Imagine you are in a crowd of friends. You’re feeling slightly uncomfortable because you’re wondering whether you fit in or not, but for the most part you’re feeling okay. Suddenly, a friend pulls out a joint, lights it, and passes it around. You’re not sure what to do when the person next to you finally passes it to you. It’s quite possible that you might try marijuana for the first time, although for those around you, they appear so comfortable that it’s likely far from being their first time.
However, if you’re tempted because if you say yes, it’s as though you’ll be offered a place among them. You’ll be welcomed, accepted, and that’s exactly what you’ve been looking for. Besides you don’t want to experience the following, which just may pressure you into taking a hit:
- Fear of rejection
- Not wanting to be made fun of
- Not wanting to lose a friend
- Not wanting to hurt someone’s feelings
- The desire to appear grown up
- The desire to appear in control
- Not having a clear picture of other’s desire
- Not understanding how to avoid or handle a situation
- Not knowing how to say no
These are many other reasons might keep you from saying, “Hey, thanks but I’d rather not.” It’s hard to be in that position because being a part of the crowd is going to feel good, and just before the joint started to get passed around, that’s exactly what you were feeling. You wanted to be embraced by your friends.
At the same time, there could be something strengthening about being able to say no. If you really feel that smoking marijuana isn’t good for you. If you’ve made up your mind that using drugs is only going to get in the way of your academic and professional success, then perhaps you know that what you really want to do is say no in this situation.
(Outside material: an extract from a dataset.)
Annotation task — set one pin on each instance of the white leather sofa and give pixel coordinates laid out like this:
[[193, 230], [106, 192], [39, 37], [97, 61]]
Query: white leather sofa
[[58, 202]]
It’s tricky because there may be an inner struggle. There may be a desire to say no but the need to say yes at the same time. However, if you can stay true to yourself and not give into the pressure of wanting to belong, here are some ways to no:
- Say no assertively
- Stay separate from activities that involve drugs or alcohol
- Suggest another activity that doesn’t involve drugs
- Stand up for your friends
- Walk away
- Find friends who do not engage in drug-related activities
- Speak clearly and don’t mumble
- Don’t say no too aggressively, but be firm
You might also ask your parents to help you, or another adult you trust. Adults in your life can do the following to strengthen who you are so that you don’t succumb to peer pressure:
Adults can help a teen be aware of risky situations. Parents or adult friends can help by knowing your friends (and friends’ family members), and be aware of their habits and attitudes. Adults can keep up to date on what you’re up against so that they know how to support you in specific areas where you might need support. For instance, you might need help in being assertive or in communication skills or standing up for himself. Knowing the dynamics of your relationships with peers can support in knowing your needs and then you can communicate these needs to your parents or other adults. Adults can be your allies in making healthy and life-affirming decisions for yourself.
Adults can help a teen be honest. Help your teen understand that he doesn’t have to do something wrong to feel accepted by his peers, and that his real friends won’t pressure him to drink, smoke, or use illicit drugs.
Adults can teach a teen how to relax. When you learn to manage stress in healthy ways, you won’t be tempted to drink because it’s been a hectic day or because you feel you deserve it. Instead, you and the adults around you can learn about relaxation techniques and how to use them. Relaxation can create a psychological state that can invite solutions to stressful situations. In most cases, feeling relaxed helps with having to face a large amount of homework, chores, and other responsibilities. Furthermore, when you see your parents modeling those stress-relieving activities, it communicates that it’s important. In this way, you can also learn to take care of yourself, which includes saying no to substances that may be harmful.